Erstmals eine Doppelspitze

Seit fünf Jahren sind sie im Amt, als erste Doppelspitze in einer solchen Einrichtung, aber wo sonst sollte mit Innovationen begonnen werden? Das Berliner Literaturhaus war bei seiner Eröffnung 1986 das erste seiner Art in der Bundesrepublik, heute haben die meisten Großstädte eines. Als der Gründungsdirektor Herbert Wiesner und auch sein Nachfolger Ernest Wichner in Rente gingen, die beide über Jahrzehnte das Profil des Hauses geprägt hatten, bedeutete 2018 der Start mit der Literaturwissenschaftlerin Janika Gelinek und der Amerikanistin und Kunsthistorikerin Sonja Longolius, Jahrgang 1979 und 1978, einen Generationswechsel. Die Berliner literarische Öffentlichkeit schaute anfangs zurückhaltend zu.

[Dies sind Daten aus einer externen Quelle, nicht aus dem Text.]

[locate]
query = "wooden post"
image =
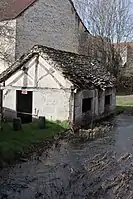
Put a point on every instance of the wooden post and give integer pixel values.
(42, 122)
(17, 124)
(1, 109)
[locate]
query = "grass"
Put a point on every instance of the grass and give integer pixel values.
(124, 103)
(14, 144)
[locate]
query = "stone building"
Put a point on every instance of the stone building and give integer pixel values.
(53, 23)
(59, 85)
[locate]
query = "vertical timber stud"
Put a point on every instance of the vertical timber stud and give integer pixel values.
(36, 71)
(1, 109)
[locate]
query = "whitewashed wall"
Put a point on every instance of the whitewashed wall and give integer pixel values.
(51, 97)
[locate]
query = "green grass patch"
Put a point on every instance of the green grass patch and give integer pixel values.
(14, 144)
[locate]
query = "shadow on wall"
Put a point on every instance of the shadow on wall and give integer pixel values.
(9, 114)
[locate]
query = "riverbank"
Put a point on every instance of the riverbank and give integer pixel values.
(15, 145)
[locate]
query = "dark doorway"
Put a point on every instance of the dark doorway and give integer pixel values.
(24, 106)
(86, 104)
(107, 100)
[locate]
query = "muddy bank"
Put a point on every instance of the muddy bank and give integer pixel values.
(100, 168)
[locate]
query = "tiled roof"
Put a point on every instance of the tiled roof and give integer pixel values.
(82, 71)
(10, 9)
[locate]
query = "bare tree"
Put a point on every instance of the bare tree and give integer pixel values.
(7, 40)
(109, 20)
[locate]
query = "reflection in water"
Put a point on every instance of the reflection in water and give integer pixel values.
(102, 168)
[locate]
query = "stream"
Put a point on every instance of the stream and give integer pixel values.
(98, 169)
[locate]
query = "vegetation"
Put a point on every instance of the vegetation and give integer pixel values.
(124, 103)
(14, 144)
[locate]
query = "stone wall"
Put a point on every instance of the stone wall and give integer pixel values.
(53, 23)
(98, 108)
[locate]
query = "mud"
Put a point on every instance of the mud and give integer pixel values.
(99, 168)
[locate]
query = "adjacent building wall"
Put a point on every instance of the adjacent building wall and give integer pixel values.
(53, 23)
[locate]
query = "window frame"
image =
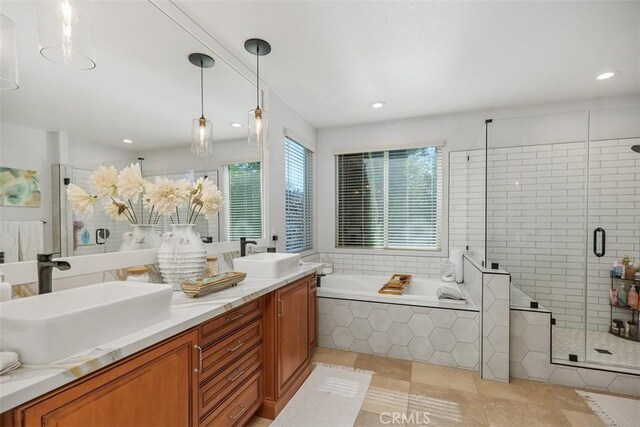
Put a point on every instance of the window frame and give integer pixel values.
(441, 247)
(309, 239)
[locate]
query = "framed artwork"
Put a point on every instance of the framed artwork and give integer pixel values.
(19, 187)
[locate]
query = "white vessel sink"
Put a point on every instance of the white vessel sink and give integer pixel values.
(46, 328)
(267, 265)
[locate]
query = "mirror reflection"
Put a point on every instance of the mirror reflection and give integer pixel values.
(67, 123)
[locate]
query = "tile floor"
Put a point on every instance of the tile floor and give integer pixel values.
(456, 396)
(625, 353)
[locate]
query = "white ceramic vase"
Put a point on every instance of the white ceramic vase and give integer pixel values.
(141, 236)
(182, 255)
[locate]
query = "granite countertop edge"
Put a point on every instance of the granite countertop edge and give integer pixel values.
(29, 382)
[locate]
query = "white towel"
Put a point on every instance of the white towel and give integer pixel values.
(10, 240)
(31, 240)
(8, 361)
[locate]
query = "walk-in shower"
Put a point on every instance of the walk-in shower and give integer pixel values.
(562, 207)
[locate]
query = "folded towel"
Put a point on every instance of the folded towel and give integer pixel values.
(8, 361)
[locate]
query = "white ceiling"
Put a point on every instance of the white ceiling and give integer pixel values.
(331, 59)
(143, 87)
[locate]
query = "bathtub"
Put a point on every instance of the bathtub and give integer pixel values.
(414, 326)
(420, 292)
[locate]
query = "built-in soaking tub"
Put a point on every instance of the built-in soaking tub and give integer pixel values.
(414, 326)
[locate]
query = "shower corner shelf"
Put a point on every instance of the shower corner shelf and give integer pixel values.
(615, 282)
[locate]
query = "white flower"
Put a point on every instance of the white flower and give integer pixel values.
(81, 202)
(104, 181)
(116, 208)
(130, 182)
(166, 195)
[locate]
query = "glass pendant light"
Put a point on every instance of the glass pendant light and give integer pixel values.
(66, 36)
(8, 55)
(257, 117)
(202, 129)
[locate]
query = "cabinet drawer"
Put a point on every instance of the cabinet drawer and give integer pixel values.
(220, 386)
(229, 321)
(239, 407)
(221, 354)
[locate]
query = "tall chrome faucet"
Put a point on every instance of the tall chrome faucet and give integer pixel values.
(243, 245)
(46, 264)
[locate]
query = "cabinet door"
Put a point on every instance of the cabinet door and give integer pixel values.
(293, 331)
(155, 388)
(313, 312)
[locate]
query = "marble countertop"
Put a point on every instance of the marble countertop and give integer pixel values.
(28, 382)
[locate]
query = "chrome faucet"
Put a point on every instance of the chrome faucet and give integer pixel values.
(243, 245)
(46, 264)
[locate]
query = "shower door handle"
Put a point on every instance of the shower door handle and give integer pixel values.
(600, 234)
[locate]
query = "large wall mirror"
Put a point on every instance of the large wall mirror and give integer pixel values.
(135, 107)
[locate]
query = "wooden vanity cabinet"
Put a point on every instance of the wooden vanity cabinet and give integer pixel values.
(156, 387)
(290, 334)
(220, 373)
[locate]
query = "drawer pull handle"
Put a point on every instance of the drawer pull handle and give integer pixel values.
(237, 316)
(232, 349)
(232, 379)
(240, 412)
(199, 368)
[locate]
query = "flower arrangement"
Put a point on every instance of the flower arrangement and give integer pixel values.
(119, 191)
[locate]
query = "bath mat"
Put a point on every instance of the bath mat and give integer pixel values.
(613, 411)
(331, 397)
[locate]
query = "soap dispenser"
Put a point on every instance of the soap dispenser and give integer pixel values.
(5, 289)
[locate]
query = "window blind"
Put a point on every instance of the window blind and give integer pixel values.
(244, 201)
(389, 199)
(298, 197)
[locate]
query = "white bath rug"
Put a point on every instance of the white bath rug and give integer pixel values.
(613, 411)
(332, 396)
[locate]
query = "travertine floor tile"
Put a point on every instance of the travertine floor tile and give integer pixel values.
(505, 412)
(386, 395)
(334, 357)
(385, 367)
(580, 419)
(445, 406)
(458, 379)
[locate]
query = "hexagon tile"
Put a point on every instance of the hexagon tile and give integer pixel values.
(439, 336)
(495, 327)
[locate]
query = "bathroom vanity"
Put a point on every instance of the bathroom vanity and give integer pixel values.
(219, 372)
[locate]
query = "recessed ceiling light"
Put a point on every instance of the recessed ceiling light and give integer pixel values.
(607, 75)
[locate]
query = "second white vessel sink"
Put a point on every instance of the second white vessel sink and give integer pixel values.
(49, 327)
(267, 265)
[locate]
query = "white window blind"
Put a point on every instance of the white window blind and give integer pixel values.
(298, 164)
(244, 201)
(389, 199)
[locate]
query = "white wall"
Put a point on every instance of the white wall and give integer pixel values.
(462, 131)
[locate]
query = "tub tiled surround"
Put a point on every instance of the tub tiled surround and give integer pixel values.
(530, 358)
(439, 336)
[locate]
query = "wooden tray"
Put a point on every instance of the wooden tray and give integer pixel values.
(220, 282)
(396, 285)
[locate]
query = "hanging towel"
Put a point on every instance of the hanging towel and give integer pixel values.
(31, 240)
(8, 361)
(10, 240)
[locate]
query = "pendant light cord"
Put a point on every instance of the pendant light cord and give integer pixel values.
(202, 87)
(258, 76)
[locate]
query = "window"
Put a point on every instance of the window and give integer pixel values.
(389, 199)
(298, 165)
(244, 201)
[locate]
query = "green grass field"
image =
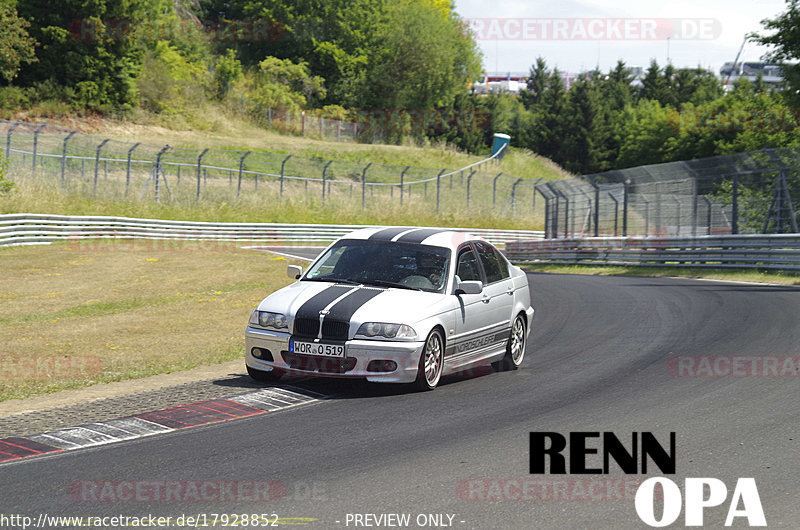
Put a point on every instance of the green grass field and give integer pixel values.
(75, 314)
(753, 276)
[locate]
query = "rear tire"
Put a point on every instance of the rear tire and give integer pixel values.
(431, 362)
(266, 377)
(515, 348)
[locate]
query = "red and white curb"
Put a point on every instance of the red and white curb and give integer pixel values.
(154, 422)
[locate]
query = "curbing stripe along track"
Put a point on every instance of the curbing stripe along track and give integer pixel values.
(155, 422)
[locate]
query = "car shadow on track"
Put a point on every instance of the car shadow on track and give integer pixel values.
(333, 388)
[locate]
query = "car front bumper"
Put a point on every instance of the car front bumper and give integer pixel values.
(360, 352)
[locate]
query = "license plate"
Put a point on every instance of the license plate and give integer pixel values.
(316, 348)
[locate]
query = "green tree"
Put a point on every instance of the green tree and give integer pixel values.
(423, 56)
(783, 36)
(16, 45)
(78, 50)
(227, 72)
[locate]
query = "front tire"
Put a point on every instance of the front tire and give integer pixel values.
(265, 377)
(515, 348)
(431, 362)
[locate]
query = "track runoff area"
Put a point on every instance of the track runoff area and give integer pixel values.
(641, 403)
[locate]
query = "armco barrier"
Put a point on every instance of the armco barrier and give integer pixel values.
(778, 252)
(31, 229)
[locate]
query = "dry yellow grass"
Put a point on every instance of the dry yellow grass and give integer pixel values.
(79, 313)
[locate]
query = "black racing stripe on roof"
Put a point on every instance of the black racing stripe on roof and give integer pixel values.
(388, 233)
(321, 300)
(345, 308)
(419, 235)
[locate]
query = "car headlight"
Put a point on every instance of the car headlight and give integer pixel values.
(385, 330)
(266, 319)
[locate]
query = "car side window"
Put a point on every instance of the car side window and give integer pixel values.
(494, 265)
(467, 268)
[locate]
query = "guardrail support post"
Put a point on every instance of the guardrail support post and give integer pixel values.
(494, 189)
(64, 158)
(283, 165)
(199, 169)
(324, 174)
(128, 167)
(439, 187)
(364, 186)
(97, 164)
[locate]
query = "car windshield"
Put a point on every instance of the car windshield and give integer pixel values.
(384, 263)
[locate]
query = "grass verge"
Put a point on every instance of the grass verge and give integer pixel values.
(74, 315)
(681, 272)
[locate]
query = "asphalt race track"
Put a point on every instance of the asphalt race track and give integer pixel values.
(597, 360)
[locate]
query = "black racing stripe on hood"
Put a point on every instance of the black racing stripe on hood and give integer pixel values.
(345, 308)
(420, 235)
(388, 233)
(321, 300)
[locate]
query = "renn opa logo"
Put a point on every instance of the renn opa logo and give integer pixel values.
(583, 456)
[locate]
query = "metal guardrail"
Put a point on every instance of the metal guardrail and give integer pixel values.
(778, 252)
(31, 229)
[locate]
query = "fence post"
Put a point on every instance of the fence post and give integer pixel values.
(439, 187)
(547, 232)
(708, 215)
(616, 212)
(625, 192)
(402, 178)
(97, 163)
(514, 195)
(128, 167)
(35, 146)
(8, 139)
(694, 205)
(555, 210)
(324, 174)
(199, 169)
(735, 213)
(469, 182)
(283, 165)
(64, 158)
(494, 189)
(241, 170)
(364, 186)
(157, 170)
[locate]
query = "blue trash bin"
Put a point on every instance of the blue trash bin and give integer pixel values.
(500, 140)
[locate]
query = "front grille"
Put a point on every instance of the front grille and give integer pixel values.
(323, 365)
(335, 329)
(306, 327)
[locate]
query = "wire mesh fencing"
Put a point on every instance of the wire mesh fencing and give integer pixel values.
(755, 192)
(114, 169)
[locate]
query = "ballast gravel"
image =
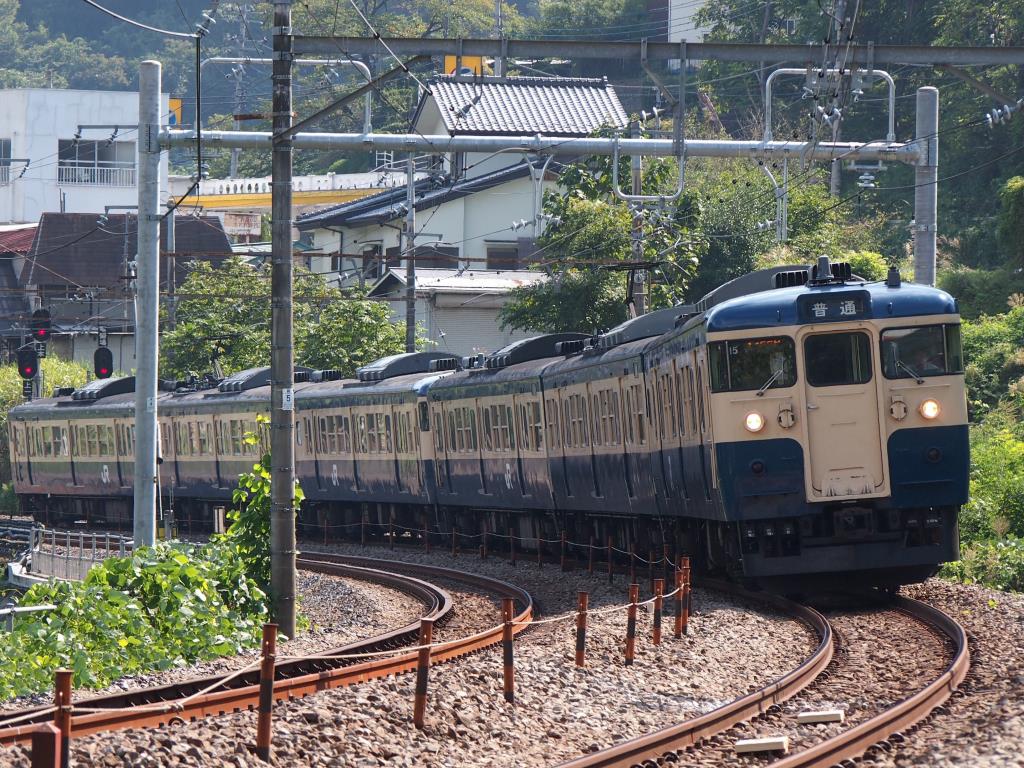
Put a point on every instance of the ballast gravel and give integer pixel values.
(560, 712)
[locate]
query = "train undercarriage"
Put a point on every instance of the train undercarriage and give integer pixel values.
(834, 550)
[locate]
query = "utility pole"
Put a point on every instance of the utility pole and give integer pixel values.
(147, 308)
(172, 302)
(639, 276)
(411, 254)
(926, 187)
(282, 349)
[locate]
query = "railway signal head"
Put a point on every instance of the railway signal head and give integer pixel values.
(28, 364)
(102, 363)
(41, 325)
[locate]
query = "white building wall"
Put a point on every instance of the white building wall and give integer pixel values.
(681, 24)
(468, 223)
(35, 120)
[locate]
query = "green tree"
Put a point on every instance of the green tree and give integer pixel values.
(1011, 227)
(224, 315)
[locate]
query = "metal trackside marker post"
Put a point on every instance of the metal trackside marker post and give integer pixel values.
(679, 600)
(508, 673)
(422, 667)
(609, 560)
(631, 624)
(61, 717)
(283, 546)
(268, 656)
(583, 601)
(658, 591)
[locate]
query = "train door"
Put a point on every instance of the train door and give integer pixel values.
(680, 387)
(121, 450)
(704, 443)
(218, 450)
(442, 475)
(842, 416)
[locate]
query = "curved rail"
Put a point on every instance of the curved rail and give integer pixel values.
(854, 741)
(689, 732)
(162, 705)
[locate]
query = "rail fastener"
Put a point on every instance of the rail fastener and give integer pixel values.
(631, 624)
(268, 658)
(508, 672)
(583, 600)
(770, 743)
(823, 716)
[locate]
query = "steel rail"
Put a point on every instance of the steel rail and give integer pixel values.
(247, 697)
(686, 733)
(856, 740)
(437, 602)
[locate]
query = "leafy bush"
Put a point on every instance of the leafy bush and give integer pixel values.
(981, 292)
(164, 606)
(998, 564)
(992, 352)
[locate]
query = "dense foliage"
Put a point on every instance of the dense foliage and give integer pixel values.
(224, 316)
(163, 606)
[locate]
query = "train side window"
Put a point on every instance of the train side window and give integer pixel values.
(834, 359)
(744, 365)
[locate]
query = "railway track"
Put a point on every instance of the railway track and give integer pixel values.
(674, 742)
(193, 699)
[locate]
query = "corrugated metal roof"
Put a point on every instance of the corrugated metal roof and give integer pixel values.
(390, 204)
(16, 238)
(74, 249)
(454, 281)
(554, 107)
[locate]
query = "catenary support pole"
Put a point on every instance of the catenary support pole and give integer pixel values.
(147, 313)
(926, 185)
(411, 254)
(282, 352)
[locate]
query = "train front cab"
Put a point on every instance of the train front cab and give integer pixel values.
(842, 443)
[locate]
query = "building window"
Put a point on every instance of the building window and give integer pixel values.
(503, 256)
(4, 161)
(100, 163)
(372, 260)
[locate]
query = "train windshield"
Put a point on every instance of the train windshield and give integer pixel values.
(922, 351)
(752, 364)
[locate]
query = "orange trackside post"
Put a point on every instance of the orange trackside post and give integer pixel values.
(422, 667)
(679, 601)
(508, 674)
(583, 600)
(658, 592)
(266, 691)
(46, 747)
(631, 624)
(61, 718)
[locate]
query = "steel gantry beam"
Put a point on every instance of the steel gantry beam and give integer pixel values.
(872, 55)
(540, 144)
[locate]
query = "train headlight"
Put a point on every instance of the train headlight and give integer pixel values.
(930, 409)
(754, 422)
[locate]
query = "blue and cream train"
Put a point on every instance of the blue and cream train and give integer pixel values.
(796, 421)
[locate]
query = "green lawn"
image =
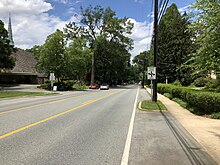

Das Literaturhaus Berlin in der Fasanenstraße 23, links der Eingang zum Café, unten in der Mitte geht’s zur Buchhandlung, die leicht verdeckte Tür rechts führt ins Haus.
Das Literaturhaus Berlin in der Fasanenstraße 23, links der Eingang zum Café, unten in der Mitte geht’s zur Buchhandlung, die leicht verdeckte Tür rechts führt ins Haus.Sabine Gudath

„Es hat fast bis zu unserem 5. Geburtstag gedauert, bis wir nicht mehr die Neuen waren“, sagt Janika Gelinek nach einer kurzen Führung durch die Räume im Direktorin-Büro. Durchs Fenster sieht man die Terrasse, unwirtlich kahl jetzt, im Sommer einer der schönsten Arbeitsplätze der Stadt. Von hier aus haben die Chefinnen einmal Musik und Dichtung via Lautsprecher in die Straße geschickt, „Luftbrücke“ nannten sie das im ersten Corona-Jahr, als das Programm in seiner geplanten Form ausfallen musste. Da war noch nicht daran zu denken, welche Innovationen die Pandemie ermöglichte – beziehungsweise die staatliche Unterstützung der Kultur. Inzwischen gibt es Literaturkanal.tv, eine Webseite, von Gelinek und Longolius ins Leben gerufen, die Videos von Lesungen und Gesprächen aller Art live streamt und für lange bewahrt. Und als im Jahr zwei von Covid-19 die Ansteckungsgefahr Begegnungen in engen Räumen noch verbot, bekam der große Garten eine Rolle als Freiluftsaal zugewiesen. Alle im Publikum (angemeldet und getestet) wurden mit Funk-Kopfhörern ausgestattet, um Lesungen und Gesprächen noch viele Plastik-Stuhlreihen entfernt folgen zu können – egal, ob gerade Autos in die Straße bogen oder Café-Gäste draußen mit Besteck klapperten.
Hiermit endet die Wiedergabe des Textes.